I have a Queen size bed. It's missing a warm body. Every time I lay down in it I think to myself, "this would be much better if I were sharing it with someone."

Due to the attractive porch light forced on every night by the apartment complex, I'm left with little confidence that a romantic moment can occur on my doorstep. Any future kiss goodnight will have to occur at the bottom of the stairs or in my apartment. The last option being plausible only if he's willing to duck and cover from all the stupid flying bugs whizzing about the light inconveniently placed too close to my door. He'll have to work for that kiss.

The biggest problem of living by myself is not knowing how I want to decorate my walls. They're just blank cream colored walls waiting to be filled with vibrancy. What should I place here? How high should it be? How will this look next to the other thing? Does this look cluttered? What if I move it here? And where should this go? How many nails do I have? Does this look stupid? ...I give up.

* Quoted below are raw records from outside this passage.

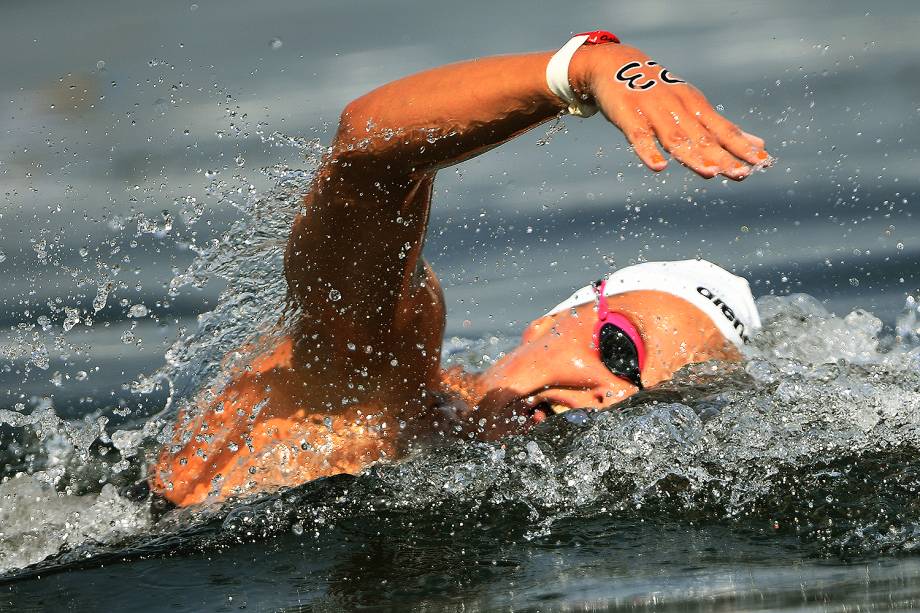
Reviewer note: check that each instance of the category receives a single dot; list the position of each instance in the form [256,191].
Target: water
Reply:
[142,226]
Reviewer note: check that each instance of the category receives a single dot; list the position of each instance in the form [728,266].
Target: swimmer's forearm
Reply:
[442,116]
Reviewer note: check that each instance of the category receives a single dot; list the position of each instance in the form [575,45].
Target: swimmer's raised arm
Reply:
[354,258]
[442,116]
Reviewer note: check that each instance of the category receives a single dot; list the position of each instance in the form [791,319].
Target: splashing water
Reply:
[816,435]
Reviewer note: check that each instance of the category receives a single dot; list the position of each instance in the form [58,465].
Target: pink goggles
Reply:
[619,344]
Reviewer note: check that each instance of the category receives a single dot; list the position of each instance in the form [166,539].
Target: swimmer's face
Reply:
[556,367]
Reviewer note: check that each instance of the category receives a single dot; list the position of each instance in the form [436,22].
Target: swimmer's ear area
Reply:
[537,328]
[715,347]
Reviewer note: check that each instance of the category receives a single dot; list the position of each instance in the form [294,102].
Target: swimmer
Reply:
[357,377]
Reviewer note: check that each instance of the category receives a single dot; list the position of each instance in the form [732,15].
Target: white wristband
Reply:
[557,77]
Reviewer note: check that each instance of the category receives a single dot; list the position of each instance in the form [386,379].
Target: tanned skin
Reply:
[357,377]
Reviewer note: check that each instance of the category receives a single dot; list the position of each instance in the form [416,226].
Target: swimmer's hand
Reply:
[648,103]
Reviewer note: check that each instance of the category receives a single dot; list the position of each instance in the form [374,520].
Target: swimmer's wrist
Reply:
[582,69]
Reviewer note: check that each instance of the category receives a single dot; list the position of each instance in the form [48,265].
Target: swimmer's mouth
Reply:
[543,408]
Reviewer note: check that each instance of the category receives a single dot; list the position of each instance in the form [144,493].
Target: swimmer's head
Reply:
[594,351]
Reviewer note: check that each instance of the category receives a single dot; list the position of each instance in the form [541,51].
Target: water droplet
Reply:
[138,310]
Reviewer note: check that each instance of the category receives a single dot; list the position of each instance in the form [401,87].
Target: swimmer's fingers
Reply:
[641,136]
[692,145]
[745,146]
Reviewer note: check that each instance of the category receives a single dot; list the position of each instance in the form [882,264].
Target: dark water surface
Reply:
[151,158]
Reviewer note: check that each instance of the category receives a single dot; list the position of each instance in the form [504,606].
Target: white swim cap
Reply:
[724,297]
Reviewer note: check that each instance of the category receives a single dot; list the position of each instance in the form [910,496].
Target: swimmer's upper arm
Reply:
[353,250]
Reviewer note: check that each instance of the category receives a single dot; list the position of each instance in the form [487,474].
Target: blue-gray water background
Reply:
[118,119]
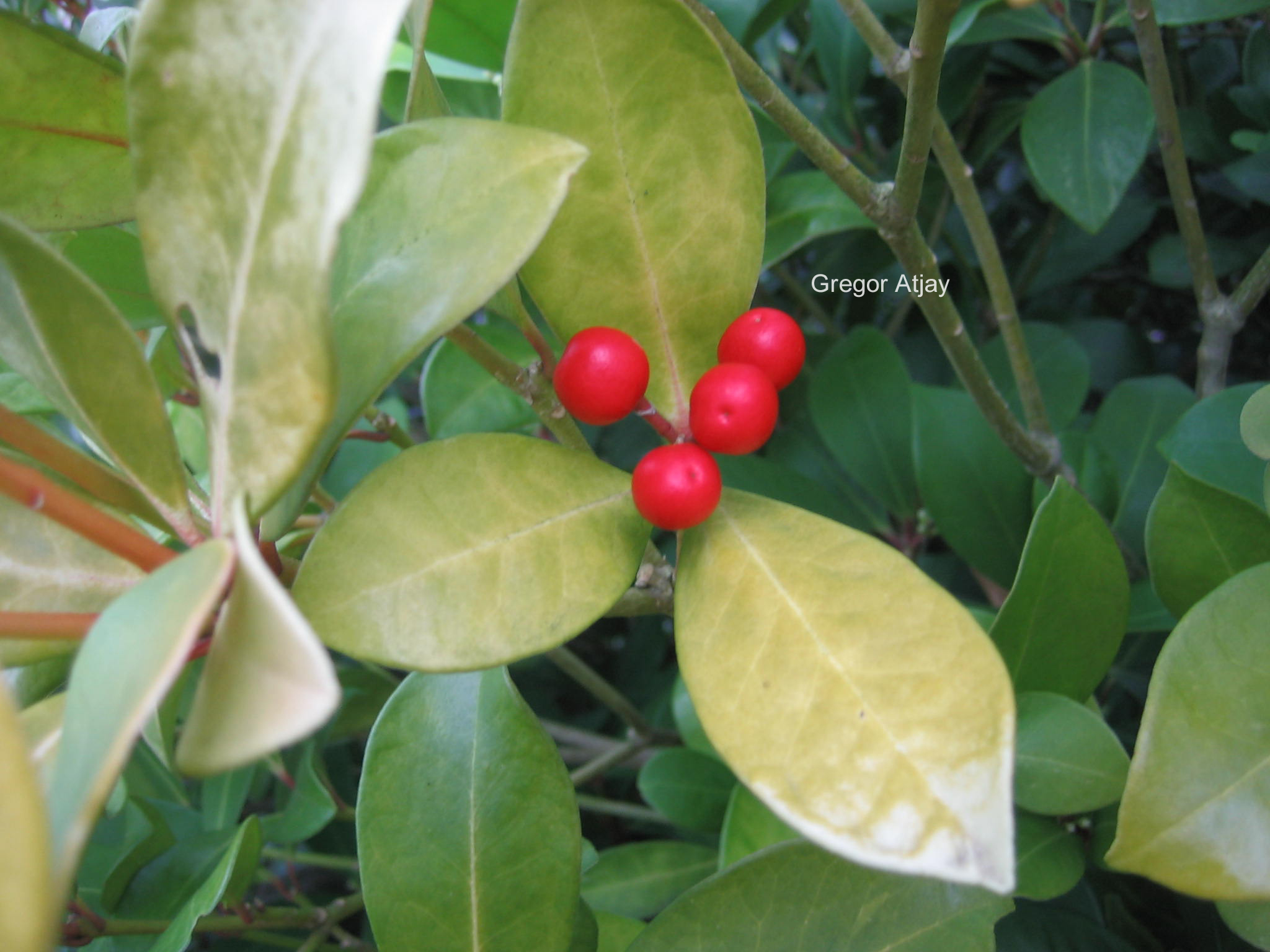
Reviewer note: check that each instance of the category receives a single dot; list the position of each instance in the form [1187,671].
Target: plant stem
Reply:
[40,494]
[616,808]
[926,55]
[46,625]
[1041,455]
[602,691]
[511,304]
[607,760]
[961,179]
[526,381]
[86,472]
[389,427]
[1221,323]
[323,861]
[1253,288]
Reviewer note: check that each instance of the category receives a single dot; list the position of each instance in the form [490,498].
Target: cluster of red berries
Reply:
[602,377]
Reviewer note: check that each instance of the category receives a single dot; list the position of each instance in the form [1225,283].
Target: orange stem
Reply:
[46,625]
[41,494]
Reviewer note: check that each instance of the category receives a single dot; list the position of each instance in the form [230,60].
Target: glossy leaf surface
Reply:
[252,136]
[47,568]
[63,334]
[1067,612]
[1198,536]
[624,252]
[1085,135]
[973,488]
[29,902]
[769,903]
[63,130]
[1128,427]
[639,880]
[470,552]
[689,788]
[451,209]
[833,710]
[863,408]
[1067,759]
[483,855]
[269,681]
[1196,815]
[127,663]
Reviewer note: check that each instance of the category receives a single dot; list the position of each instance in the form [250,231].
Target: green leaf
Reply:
[47,568]
[230,876]
[63,130]
[973,488]
[471,552]
[863,408]
[1128,426]
[1207,443]
[1198,537]
[1085,136]
[63,334]
[1061,364]
[686,720]
[483,855]
[1067,759]
[639,880]
[836,711]
[128,659]
[616,932]
[1050,860]
[112,259]
[269,681]
[224,798]
[239,216]
[662,232]
[1067,612]
[1249,920]
[471,31]
[1178,13]
[803,206]
[460,397]
[1194,814]
[308,809]
[689,788]
[796,892]
[1255,423]
[29,902]
[451,209]
[750,827]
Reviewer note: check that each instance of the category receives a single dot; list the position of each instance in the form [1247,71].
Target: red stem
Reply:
[40,494]
[648,413]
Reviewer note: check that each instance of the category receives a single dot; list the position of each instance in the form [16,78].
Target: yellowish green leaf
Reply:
[27,899]
[252,136]
[798,896]
[662,234]
[63,130]
[47,568]
[471,552]
[128,660]
[64,335]
[1196,815]
[451,208]
[883,735]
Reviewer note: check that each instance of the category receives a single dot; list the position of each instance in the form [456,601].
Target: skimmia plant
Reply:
[326,625]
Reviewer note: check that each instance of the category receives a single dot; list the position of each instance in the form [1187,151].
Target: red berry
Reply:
[677,487]
[733,409]
[602,375]
[769,339]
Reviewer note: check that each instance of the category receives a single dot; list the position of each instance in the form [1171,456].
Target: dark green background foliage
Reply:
[1057,597]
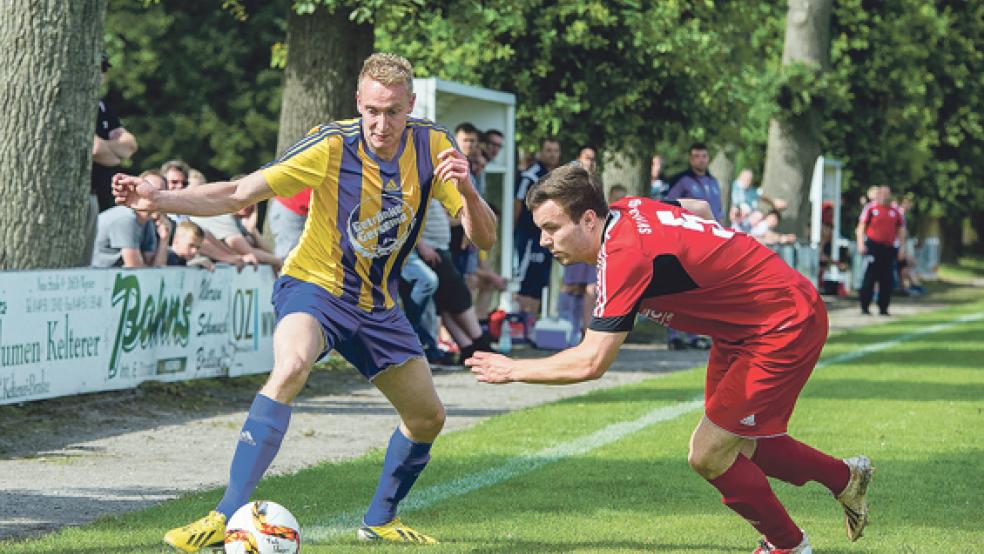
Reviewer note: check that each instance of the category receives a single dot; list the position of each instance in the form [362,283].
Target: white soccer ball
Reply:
[262,528]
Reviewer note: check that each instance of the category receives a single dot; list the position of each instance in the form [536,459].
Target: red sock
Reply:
[745,490]
[794,462]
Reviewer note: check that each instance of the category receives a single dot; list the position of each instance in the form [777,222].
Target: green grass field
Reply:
[607,472]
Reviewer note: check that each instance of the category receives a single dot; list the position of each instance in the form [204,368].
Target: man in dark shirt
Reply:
[111,145]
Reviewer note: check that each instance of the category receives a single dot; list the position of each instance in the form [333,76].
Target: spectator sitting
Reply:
[746,197]
[175,173]
[616,193]
[131,238]
[232,231]
[764,230]
[186,242]
[196,178]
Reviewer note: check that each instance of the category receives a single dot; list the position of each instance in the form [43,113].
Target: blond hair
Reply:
[388,69]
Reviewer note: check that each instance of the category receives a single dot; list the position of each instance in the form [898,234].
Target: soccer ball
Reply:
[262,528]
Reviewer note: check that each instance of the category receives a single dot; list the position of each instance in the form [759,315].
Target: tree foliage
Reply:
[622,76]
[194,81]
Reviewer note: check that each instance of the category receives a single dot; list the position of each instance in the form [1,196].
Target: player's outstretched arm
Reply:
[477,218]
[585,362]
[204,200]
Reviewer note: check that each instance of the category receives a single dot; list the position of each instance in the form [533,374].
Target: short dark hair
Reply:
[572,188]
[466,127]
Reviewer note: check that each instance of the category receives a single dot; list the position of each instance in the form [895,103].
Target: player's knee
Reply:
[427,424]
[702,463]
[292,369]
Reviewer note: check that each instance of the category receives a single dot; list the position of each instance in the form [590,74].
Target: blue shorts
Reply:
[371,342]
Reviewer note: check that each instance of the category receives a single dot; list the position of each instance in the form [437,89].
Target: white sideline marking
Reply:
[519,465]
[855,354]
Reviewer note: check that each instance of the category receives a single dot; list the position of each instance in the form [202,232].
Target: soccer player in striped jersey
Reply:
[673,263]
[371,181]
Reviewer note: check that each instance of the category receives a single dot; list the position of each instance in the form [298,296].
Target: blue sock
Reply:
[258,444]
[404,461]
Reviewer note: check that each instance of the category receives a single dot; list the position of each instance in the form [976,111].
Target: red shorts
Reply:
[752,386]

The Igo Library is my favorite new neighbor. Located a hop skip and jump away from my apartment I can visit Igo and borrow whatever books, CDs, and DVDs I want. Thanks SA Public Library system.

I've been hanging around with a lot of boys recently and occassionally I'm the only girl in the group. I've taken the opportunity to probe their minds in learning more about their thought process concerning their interest in girls. I'm boggled by a lot of their answers and yet never surprised as well. I think I face more denial in believing they truly can be THAT superficial and follow what their penis wants more so than their heart or mind. My most recent conversation discussed the complexity between personality and looks. Take a guess which they payed attention to first... Duh, looks. So as a girl who would place herself in the personality category before ever thinking her looks qualify her to primarily be in the looks catergory, it was a disappointing response.